The number of nodes in a layer is called the layer's width. The number of layers is the network's depth. Both matter, and they are not interchangeable.
Common widths in modern architectures cluster around powers of two: 64, 128, 256, 512, 1024, 2048, 4096. Hidden layers in BERT base have width 768. The hidden state in GPT-3 has width 12,288, with feedforward sublayers expanded to 4 times that, or 49,152, before being projected back down. Width determines how many features can be represented in parallel at each layer.

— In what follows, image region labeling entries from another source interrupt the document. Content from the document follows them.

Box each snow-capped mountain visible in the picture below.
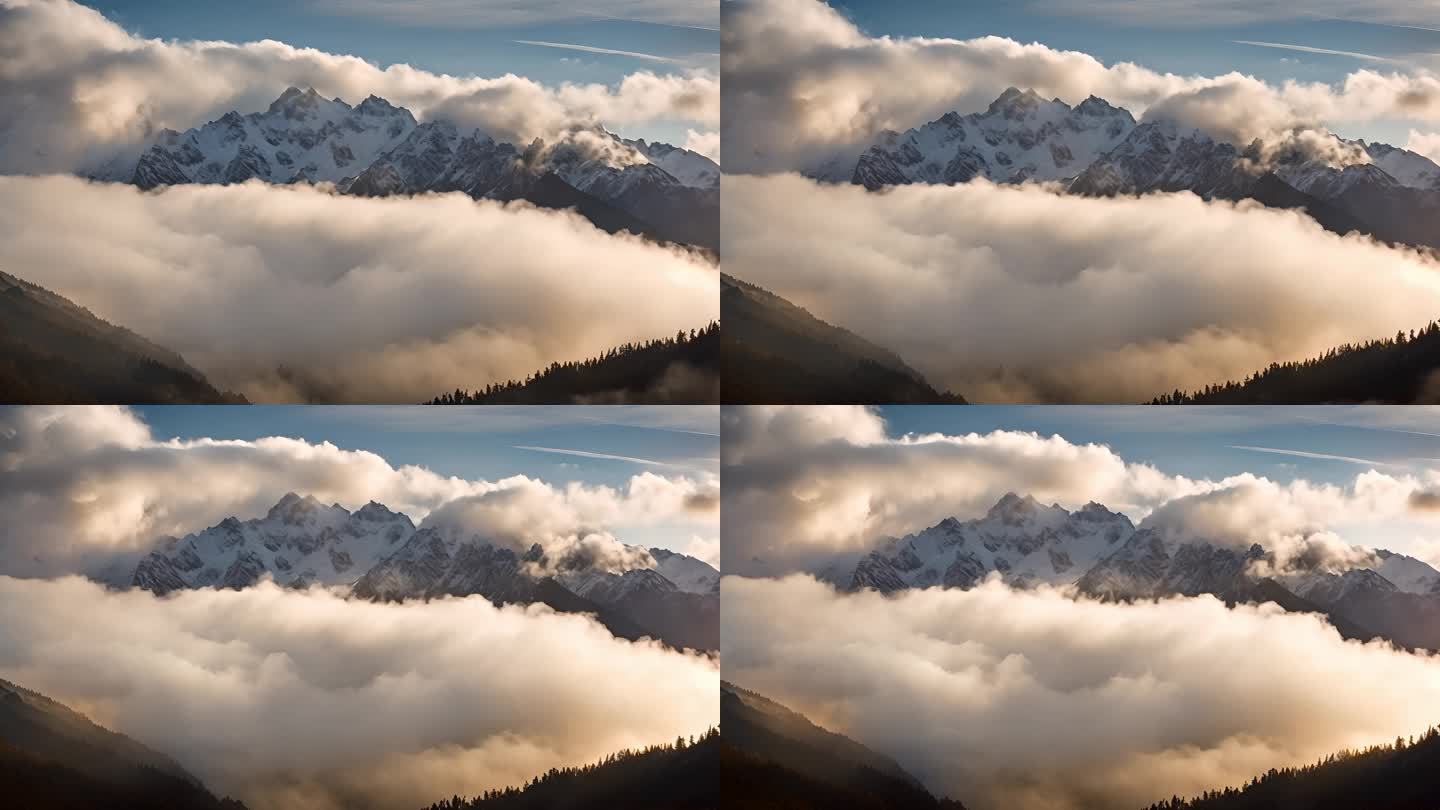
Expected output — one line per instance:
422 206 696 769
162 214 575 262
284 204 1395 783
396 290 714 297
95 88 720 249
840 484 1440 649
1070 121 1257 197
851 88 1135 189
128 493 720 650
850 493 1135 592
649 548 720 594
1351 141 1440 189
131 493 415 594
115 88 416 189
829 88 1440 246
622 138 720 189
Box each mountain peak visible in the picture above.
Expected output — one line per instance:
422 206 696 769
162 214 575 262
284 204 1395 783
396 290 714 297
265 491 321 523
986 491 1040 517
988 86 1044 114
268 85 323 118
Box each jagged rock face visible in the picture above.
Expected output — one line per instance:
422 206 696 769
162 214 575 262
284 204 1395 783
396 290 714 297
1352 141 1440 190
649 548 720 594
624 140 720 189
341 121 524 199
851 88 1135 189
835 88 1440 246
124 88 416 189
1070 121 1264 199
94 88 720 249
131 493 415 594
850 493 1135 592
131 493 720 650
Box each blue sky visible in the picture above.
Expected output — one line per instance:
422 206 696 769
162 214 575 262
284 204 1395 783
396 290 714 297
832 0 1440 146
85 0 720 144
135 405 720 486
881 405 1440 484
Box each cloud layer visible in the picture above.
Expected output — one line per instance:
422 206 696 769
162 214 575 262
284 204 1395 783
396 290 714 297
310 0 720 29
1031 0 1440 27
723 174 1440 402
721 577 1440 810
720 406 1440 577
0 406 719 579
0 0 720 173
0 577 719 810
721 0 1440 172
0 176 720 402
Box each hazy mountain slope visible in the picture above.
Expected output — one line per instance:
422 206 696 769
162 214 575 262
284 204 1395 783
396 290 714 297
431 321 720 405
1148 729 1440 810
720 683 962 810
1152 321 1440 405
0 680 242 810
720 275 965 404
0 272 245 404
426 729 717 810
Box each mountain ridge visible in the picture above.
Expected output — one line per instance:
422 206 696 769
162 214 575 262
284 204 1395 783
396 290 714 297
129 493 720 650
824 493 1440 650
809 86 1440 248
104 86 720 251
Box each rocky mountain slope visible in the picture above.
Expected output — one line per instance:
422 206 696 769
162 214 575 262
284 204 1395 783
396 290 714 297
106 88 720 249
130 493 720 650
848 88 1135 189
829 88 1440 246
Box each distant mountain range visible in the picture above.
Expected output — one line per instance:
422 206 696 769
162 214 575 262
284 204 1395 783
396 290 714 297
426 729 714 810
821 493 1440 650
811 88 1440 246
94 88 720 251
720 274 965 405
127 493 720 650
720 683 965 810
429 321 720 405
0 680 245 810
0 272 245 405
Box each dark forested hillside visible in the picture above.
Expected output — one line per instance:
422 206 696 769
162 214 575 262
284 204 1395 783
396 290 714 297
429 323 720 405
0 272 245 405
720 683 963 810
720 275 965 405
1149 729 1440 810
1152 321 1440 405
0 680 245 810
426 729 720 810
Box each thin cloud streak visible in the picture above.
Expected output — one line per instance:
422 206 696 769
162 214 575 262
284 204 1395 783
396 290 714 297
514 444 675 467
511 39 680 65
1225 444 1394 467
1230 39 1397 62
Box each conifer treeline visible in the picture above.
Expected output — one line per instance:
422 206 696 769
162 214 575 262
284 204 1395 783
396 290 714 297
1148 728 1440 810
1151 321 1440 405
429 321 720 405
426 728 720 810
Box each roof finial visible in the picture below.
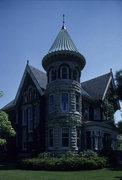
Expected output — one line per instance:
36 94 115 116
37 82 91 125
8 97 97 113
27 60 29 64
62 14 66 29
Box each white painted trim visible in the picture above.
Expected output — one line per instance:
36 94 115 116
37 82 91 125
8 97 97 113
14 64 43 105
102 76 112 100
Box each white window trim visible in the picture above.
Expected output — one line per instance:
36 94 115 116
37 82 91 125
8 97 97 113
60 92 70 113
61 127 70 149
49 94 55 113
60 65 69 79
48 128 54 148
27 106 33 132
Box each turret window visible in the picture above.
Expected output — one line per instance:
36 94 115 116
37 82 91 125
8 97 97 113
61 66 69 79
61 93 69 112
51 69 56 81
75 93 80 112
49 94 54 113
73 68 79 81
94 108 101 121
48 129 54 147
62 128 69 147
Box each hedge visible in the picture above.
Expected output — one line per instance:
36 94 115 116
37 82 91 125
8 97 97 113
18 157 106 171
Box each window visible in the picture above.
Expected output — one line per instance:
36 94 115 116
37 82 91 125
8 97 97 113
94 108 101 121
75 93 80 112
48 129 54 147
61 93 69 112
61 66 69 79
86 131 91 149
28 107 33 132
77 129 80 147
62 128 69 147
22 109 28 126
49 95 54 113
34 104 39 128
51 69 56 81
22 127 27 150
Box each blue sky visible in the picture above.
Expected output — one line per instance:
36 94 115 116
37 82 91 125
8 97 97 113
0 0 122 119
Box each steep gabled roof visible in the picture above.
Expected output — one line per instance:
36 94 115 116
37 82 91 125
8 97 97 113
29 65 47 89
81 73 112 100
48 28 78 54
2 64 47 110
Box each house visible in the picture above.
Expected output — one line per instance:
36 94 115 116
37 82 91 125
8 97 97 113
3 24 119 153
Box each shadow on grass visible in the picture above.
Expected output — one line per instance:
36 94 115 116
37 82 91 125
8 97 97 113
115 176 122 180
0 163 17 170
110 166 122 171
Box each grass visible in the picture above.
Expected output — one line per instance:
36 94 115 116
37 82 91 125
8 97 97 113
0 164 122 180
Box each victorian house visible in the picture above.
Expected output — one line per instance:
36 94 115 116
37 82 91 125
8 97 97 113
3 24 119 153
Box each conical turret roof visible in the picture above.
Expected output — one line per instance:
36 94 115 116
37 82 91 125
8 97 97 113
42 25 86 70
48 27 78 54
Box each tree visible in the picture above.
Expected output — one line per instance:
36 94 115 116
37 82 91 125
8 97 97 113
0 91 3 97
0 111 16 146
115 69 122 101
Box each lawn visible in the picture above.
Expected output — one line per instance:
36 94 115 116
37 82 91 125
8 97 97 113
0 165 122 180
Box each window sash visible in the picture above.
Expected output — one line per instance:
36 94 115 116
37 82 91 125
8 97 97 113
61 93 69 112
48 129 54 147
28 107 33 132
62 128 69 147
49 95 54 113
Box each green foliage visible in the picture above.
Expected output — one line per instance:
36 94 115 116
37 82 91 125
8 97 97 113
115 69 122 101
18 157 106 171
38 152 52 159
79 150 98 158
0 111 16 146
0 91 3 97
117 121 122 135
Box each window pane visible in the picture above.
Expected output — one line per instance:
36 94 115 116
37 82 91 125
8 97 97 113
51 70 56 81
28 107 33 132
49 129 53 147
76 93 80 112
62 128 69 147
62 67 68 79
62 93 68 111
49 95 54 113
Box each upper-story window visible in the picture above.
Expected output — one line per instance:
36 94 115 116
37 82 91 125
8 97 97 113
49 94 54 113
33 104 40 128
83 102 90 121
51 69 56 81
94 108 101 121
28 106 33 132
61 93 69 112
73 68 79 81
48 129 54 147
60 65 69 79
75 93 80 112
62 128 69 147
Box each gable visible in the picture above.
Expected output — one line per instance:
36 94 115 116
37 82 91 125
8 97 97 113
81 73 112 100
2 64 47 110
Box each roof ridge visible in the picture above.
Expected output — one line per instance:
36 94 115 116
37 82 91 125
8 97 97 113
28 64 46 75
81 72 111 84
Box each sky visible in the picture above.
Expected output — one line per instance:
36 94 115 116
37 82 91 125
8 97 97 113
0 0 122 120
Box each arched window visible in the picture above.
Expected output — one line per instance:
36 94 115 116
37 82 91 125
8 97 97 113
51 69 56 81
48 68 56 82
73 68 79 81
61 65 69 79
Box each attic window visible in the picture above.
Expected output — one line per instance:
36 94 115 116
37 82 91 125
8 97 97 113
94 108 101 121
51 69 56 81
61 65 69 79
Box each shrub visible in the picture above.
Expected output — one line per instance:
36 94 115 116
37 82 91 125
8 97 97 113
18 157 106 171
79 150 98 158
38 152 52 159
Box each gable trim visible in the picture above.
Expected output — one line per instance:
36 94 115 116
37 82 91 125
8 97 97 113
14 64 44 105
102 76 112 100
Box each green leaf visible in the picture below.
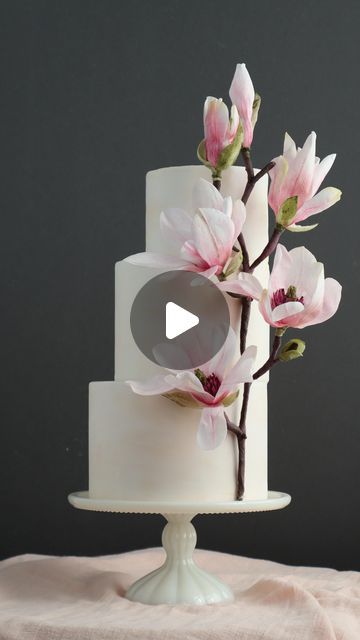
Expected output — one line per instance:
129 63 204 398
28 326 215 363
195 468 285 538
279 338 305 362
222 251 243 280
276 196 298 227
162 391 201 409
287 223 319 233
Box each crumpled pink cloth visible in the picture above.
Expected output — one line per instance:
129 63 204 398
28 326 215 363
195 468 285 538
0 548 360 640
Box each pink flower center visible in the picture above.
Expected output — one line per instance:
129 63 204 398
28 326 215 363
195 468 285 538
195 369 221 398
271 285 304 309
202 373 221 397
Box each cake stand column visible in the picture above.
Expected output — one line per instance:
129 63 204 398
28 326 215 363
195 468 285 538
125 513 234 604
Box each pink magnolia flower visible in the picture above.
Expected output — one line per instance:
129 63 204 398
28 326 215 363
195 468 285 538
229 63 257 147
127 328 256 449
204 96 239 168
269 131 341 231
125 178 246 277
218 245 341 329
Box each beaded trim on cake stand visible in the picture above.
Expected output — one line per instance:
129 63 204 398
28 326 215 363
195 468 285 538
68 491 291 605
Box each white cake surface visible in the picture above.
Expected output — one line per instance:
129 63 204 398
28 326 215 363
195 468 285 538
89 166 269 502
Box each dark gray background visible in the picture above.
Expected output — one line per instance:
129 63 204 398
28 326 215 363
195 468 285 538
0 0 360 569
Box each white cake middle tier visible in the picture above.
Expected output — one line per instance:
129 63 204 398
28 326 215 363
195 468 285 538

The universal approximation theorem (Cybenko, 1989; Hornik, 1991) says that a feedforward network with one hidden layer of finite but possibly very large width and a non-polynomial activation can approximate any continuous function on a compact set to arbitrary accuracy. The theorem is an existence proof. It does not say the required width is small or that the weights are easy to find. In practice, depth turns out to be far more parameter-efficient than width: deep narrow networks routinely outperform shallow wide ones with the same total parameter count.
Lu et al. (2017), in "The Expressive Power of Neural Networks: A View from the Width", established a complementary result for ReLU networks. Width-(n+4) ReLU networks, where n is the input dimension, are universal approximators, and there exist functions representable by wide shallow networks that any narrow network of polynomial depth cannot match. Their broader conclusion is that depth is more effective than width, but width is not negligible.
Practical considerations:
How nodes connect to each other defines the network topology. The dominant patterns are:
Modern foundation models contain enormous numbers of nodes.
| Model | Hidden width | Total parameters | Source |
|---|---|---|---|
| MNIST classifier (1998) | 100-300 | ~200K | LeCun et al. |
| AlexNet (2012) | 4096 in FC layers | 60M | Krizhevsky et al. |
| BERT base (2018) | 768 | 110M | Devlin et al. |
| BERT large (2018) | 1024 | 340M | Devlin et al. |
| GPT-3 (2020) | 12,288 | 175B | Brown et al. |
| GPT-3 FFN inner | 49,152 | (4x hidden) | Brown et al. |
The number of nodes inside a transformer FFN block is typically four times the model's hidden dimension. Counting attention heads as analog "nodes" gives even larger numbers: GPT-3 has 96 heads per layer over 96 layers, or 9,216 attention heads in total.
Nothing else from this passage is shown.